Thanks to being a fully manual lens (manual aperture, manual focus), the lens can be adapted to all mirrorless cameras using a suitable adapter. Moreover, Konica AR lenses are so uncomplicated that a simple ‘dumb adapter’ will do the job perfectly. However, due to Konica AR lenses not being among the most numerously manufactured, special adapters (helicoid adapters, tilt/shift adapters) are not easy to come by and speed boosters are currently unavailable.
Using Konica AR lenses on dSLRs is possible, but difficult. Due to the exceptionally short flange focal distance of the Konica AR mount (at 40,5 mm, a lot shorter than that of any full-frame dSLR mount), any adapter will necessitate some optics to achieve anything near infinity focus.
1 Focal length is (unless stated otherwise) given in absolute terms, and not in Full-frame equivalent. For an understanding of whether the lens is wide/tele, see ‘Angle-of-view’.

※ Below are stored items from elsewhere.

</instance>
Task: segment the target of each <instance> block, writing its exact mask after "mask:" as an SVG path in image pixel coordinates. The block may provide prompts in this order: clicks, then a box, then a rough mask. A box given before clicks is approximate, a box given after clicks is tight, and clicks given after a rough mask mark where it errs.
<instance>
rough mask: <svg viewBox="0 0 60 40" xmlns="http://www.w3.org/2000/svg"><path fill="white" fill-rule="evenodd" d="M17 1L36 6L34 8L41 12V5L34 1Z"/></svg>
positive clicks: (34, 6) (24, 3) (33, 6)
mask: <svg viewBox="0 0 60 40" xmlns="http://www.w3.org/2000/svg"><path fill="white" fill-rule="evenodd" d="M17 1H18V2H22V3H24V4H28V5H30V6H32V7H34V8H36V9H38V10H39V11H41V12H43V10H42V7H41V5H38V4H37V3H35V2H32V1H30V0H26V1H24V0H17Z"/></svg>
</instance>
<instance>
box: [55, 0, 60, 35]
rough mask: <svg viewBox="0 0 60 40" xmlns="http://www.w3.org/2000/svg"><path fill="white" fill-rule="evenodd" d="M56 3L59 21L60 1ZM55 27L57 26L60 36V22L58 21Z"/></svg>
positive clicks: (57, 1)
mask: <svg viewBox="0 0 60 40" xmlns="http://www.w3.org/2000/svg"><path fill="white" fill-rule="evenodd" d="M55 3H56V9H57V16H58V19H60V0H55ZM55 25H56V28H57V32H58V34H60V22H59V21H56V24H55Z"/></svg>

2 Picture angle is given in degrees (based on manufacturers’ specs) and concerns the diagonal picture angle. Rule of thumb:
> 90 ° ==> Ultra-wide-angle
70–90 ° ==> Wide-angle
50–70 ° ==> Moderate wide-angle
40–50 ° ==> ‘Standard’ or ‘normal’ lens
20–40 ° ==> Short tele lens
10-20 ° ==> Tele lens
5-10 ° ==> Long tele lens
< 5 ° ==> Ultra-tele lens
3 Length is given from the mount flange to the front of lens at infinity.
4 Diameter excludes protrusions such as rabbit ears or stop-down levers.
5 S=straight; R=rounded; C=(almost)circular at all apertures.